Introducing the 40 Piece Challenge: Background
You won’t become a competent English reader if each year you learn to read and recite just a few poems each year. Likewise, you won’t become a competent and well-rounded pianist—and you won’t have the skill to play on your own after your lessons have ended—if you learn just a few recital pieces each year. The phrase “40 piece challenge” was coined by the Australian piano teacher Elisa Milne. In 2018-19 we offered the Challenge to a few students for the first time. Eight students attempted the challenge and five of these finished it; two others came close. In 2022-23, eight students completed the challenge.
The Challenge
Learn 40 pieces to completion between June and May. Pieces must be started after the summer recital (early/mid June) and completed before Memorial Day.
Completion Means
♪ First steps
♪ Appropriate tempo
♪ Expressive basics
♪ Memorization is not required
Definitions
♩First steps: notes, rhythm, fingering, articulation.
♩Appropriate tempo: playing at the composer/editor suggested tempo with good steadiness and continuity; or, another musically appropriate tempo.
♩Expressive basics: always includes dynamics. Often, balance, pedal and phrasing require attention as well. Less commonly, voicing and more advanced concepts need to be addressed.
Celebrating Success
When a piece is completed, we’ll celebrate your success! Often, we'll make an audio or video recording or play along with an accompaniment track. We’ll record your progress in a chart. Students who complete the challenge will receive a lovely certificate.
What Counts?
Almost anything that sounds like a piece counts.
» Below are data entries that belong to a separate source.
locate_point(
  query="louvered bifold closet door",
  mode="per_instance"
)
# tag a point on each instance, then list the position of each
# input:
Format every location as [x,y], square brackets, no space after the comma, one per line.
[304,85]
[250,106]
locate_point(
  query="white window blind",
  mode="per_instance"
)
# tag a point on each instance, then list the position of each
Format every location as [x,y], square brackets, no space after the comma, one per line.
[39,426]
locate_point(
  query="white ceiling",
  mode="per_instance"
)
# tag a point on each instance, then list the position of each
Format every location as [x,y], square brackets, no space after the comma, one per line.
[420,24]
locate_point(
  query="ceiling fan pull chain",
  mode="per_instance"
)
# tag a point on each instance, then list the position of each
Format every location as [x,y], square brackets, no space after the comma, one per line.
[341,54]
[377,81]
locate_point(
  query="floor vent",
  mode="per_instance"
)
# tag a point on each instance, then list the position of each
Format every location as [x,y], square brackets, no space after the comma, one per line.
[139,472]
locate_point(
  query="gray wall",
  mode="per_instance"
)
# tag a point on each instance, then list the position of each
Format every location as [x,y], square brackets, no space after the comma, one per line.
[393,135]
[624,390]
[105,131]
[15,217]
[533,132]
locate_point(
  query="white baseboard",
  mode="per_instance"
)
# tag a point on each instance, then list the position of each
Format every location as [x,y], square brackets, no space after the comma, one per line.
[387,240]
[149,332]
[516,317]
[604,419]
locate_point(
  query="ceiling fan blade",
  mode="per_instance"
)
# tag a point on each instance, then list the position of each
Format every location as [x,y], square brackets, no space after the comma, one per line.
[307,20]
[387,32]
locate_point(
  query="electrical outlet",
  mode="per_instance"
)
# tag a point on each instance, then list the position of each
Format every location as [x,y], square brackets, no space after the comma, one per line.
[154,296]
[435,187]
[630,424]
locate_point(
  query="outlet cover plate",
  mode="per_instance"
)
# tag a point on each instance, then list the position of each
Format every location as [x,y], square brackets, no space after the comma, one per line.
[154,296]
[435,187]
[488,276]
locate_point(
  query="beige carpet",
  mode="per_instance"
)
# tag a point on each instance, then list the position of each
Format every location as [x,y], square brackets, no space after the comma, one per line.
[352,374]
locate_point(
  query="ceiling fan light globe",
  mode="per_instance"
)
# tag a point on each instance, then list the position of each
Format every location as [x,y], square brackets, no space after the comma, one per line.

Recital and festival pieces do count, but in order to meet the 40 pieces goal, most pieces will need to be easier than typical recital/festival/competition pieces.
What Doesn't Count?
Completing pieces that require no real attention or that have no learning objective won’t improve your skill! With this in mind: pieces that are so easy they can be mastered in just a few repetitions as well as exercises built from a single technical element shouldn't count towards the challenge.
Yes You Can!
If you finish one piece most weeks and two pieces every once in a while, you will be on track to complete 40 pieces in a year. Summer practice and/or summer lessons will make the goal much more attainable. Our most successful younger students have always completed 40+ pieces in a year!